On Wednesday , the dollar recovered its footing and edged higher as a series of Federal Reserve speakers left the door open to more rate hikes, as traders awaited Chair Jerome Powell’s speech on the central bank’s future policy course.
The greenback has found a floor after falling last week in the aftermath of the Fed’s decision to hold its policy rate steady and on data indicating a cooling U.S. labor market, as markets remain divided over whether a peak in U.S. rates has been reached and how soon the Fed could begin easing monetary conditions. According to the CME FedWatch tool, futures are pricing in a 15% possibility of another raise by January, but a 22% chance of rate decreases as early as March.
The British pound, which had earlier this week reached a seven-week high versus the dollar, was last trading at $1.2286. After a brief reprieve last week, the Japanese yen fell again below 150 per dollar. It was last worth $150.56 per dollar. The US dollar index, which fell by 0.03% to 105.57 last week and was on course for a weekly gain, increased by 0.03% to 105.57.

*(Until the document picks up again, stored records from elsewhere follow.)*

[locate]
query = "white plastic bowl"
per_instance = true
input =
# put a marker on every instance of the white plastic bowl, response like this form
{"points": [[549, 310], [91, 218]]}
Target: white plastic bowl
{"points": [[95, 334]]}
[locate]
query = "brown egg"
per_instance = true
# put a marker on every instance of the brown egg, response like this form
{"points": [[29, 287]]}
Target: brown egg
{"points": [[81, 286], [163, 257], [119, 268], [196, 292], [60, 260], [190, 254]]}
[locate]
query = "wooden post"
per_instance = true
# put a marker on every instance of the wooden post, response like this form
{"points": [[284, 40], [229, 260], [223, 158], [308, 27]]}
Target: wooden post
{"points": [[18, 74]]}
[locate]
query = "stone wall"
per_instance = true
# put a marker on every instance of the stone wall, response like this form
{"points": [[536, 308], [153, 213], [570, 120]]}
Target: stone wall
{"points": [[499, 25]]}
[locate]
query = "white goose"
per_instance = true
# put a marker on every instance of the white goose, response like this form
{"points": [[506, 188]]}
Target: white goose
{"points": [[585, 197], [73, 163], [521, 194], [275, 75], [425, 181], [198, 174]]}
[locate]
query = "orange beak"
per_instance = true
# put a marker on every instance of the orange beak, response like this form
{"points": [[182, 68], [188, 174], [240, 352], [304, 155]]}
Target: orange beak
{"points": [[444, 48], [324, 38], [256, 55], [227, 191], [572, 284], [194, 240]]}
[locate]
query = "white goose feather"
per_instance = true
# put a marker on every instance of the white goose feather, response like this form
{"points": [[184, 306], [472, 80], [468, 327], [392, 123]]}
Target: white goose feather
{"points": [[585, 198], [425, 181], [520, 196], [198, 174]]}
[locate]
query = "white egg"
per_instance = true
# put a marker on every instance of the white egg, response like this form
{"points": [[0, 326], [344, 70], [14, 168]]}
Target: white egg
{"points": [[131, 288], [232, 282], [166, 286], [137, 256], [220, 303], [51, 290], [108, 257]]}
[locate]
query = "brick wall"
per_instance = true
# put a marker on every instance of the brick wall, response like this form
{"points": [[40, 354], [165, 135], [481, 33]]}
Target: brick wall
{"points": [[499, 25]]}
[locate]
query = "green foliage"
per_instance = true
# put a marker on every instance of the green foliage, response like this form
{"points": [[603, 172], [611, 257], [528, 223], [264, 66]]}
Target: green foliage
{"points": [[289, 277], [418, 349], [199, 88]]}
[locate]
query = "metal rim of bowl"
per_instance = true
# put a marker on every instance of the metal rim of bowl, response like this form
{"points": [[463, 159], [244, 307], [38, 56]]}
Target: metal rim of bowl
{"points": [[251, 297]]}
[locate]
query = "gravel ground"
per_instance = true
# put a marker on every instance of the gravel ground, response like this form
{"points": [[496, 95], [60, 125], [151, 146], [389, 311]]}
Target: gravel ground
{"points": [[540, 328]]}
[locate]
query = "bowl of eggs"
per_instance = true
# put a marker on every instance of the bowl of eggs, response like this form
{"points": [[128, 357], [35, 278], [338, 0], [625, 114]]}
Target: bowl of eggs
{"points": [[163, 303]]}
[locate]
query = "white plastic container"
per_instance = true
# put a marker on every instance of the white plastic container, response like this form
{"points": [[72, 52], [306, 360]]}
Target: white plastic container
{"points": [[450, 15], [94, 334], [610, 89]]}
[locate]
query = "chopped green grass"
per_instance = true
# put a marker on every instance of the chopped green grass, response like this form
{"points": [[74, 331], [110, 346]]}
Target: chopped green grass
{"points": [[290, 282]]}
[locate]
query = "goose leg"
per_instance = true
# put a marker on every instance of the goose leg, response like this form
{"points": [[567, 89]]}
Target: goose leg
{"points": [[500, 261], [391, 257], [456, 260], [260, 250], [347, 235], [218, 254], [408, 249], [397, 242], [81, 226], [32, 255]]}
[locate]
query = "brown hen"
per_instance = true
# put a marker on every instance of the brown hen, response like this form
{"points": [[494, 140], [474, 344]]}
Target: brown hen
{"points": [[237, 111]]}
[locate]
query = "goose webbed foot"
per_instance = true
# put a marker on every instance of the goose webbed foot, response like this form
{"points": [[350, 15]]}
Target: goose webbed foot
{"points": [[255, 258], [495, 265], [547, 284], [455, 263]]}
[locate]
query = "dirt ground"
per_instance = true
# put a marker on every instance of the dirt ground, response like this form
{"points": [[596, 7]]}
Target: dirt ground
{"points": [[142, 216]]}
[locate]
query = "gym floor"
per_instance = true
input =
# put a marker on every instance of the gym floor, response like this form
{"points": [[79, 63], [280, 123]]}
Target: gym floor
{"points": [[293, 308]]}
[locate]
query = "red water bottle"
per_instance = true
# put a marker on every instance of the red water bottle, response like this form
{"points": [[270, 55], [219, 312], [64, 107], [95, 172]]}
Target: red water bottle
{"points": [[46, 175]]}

On Tuesday, a number of Fed members kept a cautious tone, saying they are examining solid economic statistics, signs of a downturn, and the impact of increased long-term bond yields to determine whether they will need to raise rates further to reduce inflation.
The focus now shifts to Fed Chair Powell’s remarks later on Wednesday. “There is a risk that the US dollar will strengthen further today if Powell and (company) continue to remind markets of their ‘higher for longer’ narrative,” Simpson, senior market analyst at City Index stated.
The euro sank 0.07% to $1.0691, pushed down further by a bleak prognosis for eurozone development. According to data released on Tuesday, German industrial production declined more than predicted in September. “Regardless of whether the euro zone falls into recession, we see enough growth headwinds to suggest that the European Central Bank’s monetary tightening is done,”said Wells Fargo economist Nick Bennenbroek.
Down under, the Australian dollar was struggling at $0.6425, having fallen 0.8% in the previous session, its worst daily drop in over a month. The Reserve Bank of Australia (RBA) hiked interest rates to a 12-year high on Tuesday, capping off four months of stable policy, but softened its tightening tendency to make it more dependent on incoming data.
The New Zealand dollar dropped 0.12% to $0.5928.
Please note that this article does not offer any instructions or suggestions regarding investment decisions. It is important for you to conduct your own research or seek professional advice from a qualified professional before conducting an investment decision.